Moreover, the court examined the claim that the ordinances indirectly discriminated against families with children by citing school capacity and the potential strain on educational resources as reasons for their enactment. The court determined that concerns related to school capacity could not be equated with discrimination against families with children. It emphasized that school capacity is a legitimate municipal concern that can be addressed through planning and zoning measures without necessarily discriminating against a protected class. The court illustrated that managing educational resources and ensuring adequate schooling facilities are valid objectives for a town, which do not, in themselves, indicate an intent to discriminate based on familial status.

Furthermore, the court addressed the exemptions within the ordinances for "housing for older persons," recognizing such exemptions align with the provisions of the Fair Housing Act. These exemptions did not, in the court's view, transform the ordinances into instruments of facial discrimination. Instead, they represented an attempt to balance various housing needs within the community, including accommodations for older residents, in accordance with federal law.

4. Direct Evidence of Discriminatory Intent. The court found the record did not contain direct evidence of discriminatory intent by the town sufficient to grant summary judgment in favor of the plaintiffs.

5. Discriminatory Statements. Regarding the alleged violation of § 3604(c) of the Fair Housing Act through discriminatory statements, the court did not provide a specific ruling in the provided excerpts, focusing instead on the broader issues of standing, ripeness, and discrimination claims.

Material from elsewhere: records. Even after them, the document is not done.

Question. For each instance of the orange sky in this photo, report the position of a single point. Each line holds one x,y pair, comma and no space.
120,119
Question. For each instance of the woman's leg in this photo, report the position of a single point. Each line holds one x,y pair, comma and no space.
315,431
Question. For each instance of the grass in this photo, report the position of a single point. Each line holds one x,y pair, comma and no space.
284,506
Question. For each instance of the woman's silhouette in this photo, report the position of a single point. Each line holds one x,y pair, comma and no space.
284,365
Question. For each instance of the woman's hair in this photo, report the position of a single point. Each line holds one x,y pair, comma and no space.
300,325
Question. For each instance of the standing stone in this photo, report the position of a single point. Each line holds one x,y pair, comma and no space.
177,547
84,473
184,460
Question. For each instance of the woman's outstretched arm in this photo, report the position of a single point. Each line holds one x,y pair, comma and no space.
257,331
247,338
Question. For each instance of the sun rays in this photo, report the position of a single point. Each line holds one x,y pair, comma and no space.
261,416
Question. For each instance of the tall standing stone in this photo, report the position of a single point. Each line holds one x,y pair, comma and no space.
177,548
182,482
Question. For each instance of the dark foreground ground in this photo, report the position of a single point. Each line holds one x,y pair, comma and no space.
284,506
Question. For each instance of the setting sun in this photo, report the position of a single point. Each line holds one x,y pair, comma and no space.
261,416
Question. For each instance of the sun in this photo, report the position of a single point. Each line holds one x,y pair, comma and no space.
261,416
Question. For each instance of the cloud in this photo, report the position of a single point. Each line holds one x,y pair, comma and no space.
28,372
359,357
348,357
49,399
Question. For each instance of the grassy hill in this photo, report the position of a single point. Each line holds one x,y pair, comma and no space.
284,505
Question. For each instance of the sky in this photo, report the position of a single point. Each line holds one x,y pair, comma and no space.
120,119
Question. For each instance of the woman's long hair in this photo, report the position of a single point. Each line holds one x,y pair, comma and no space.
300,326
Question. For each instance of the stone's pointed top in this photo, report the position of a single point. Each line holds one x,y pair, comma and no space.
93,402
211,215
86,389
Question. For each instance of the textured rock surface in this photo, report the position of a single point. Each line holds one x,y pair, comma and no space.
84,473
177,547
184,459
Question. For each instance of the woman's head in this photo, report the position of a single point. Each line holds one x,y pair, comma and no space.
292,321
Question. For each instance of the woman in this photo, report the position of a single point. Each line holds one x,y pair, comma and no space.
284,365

The court's decision was to deny both the town's and the plaintiffs' motions for summary judgment, except for granting the town's motion regarding the claims against the Selectboard, which were dismissed because no actionable conduct on its part was alleged.

Aftermath

According to an article in the New Hampshire Union Leader, the developers and the town settled the matter through mediation.  The town agreed to pay the developers $610,000 in damages and to allow the developer to build up to 98 housing units in a phased approach. The developers must proceed through the town’s standard application process and obtain all necessary local and state approvals.  Per the article, the payment to the developers is contingent upon receiving all approvals.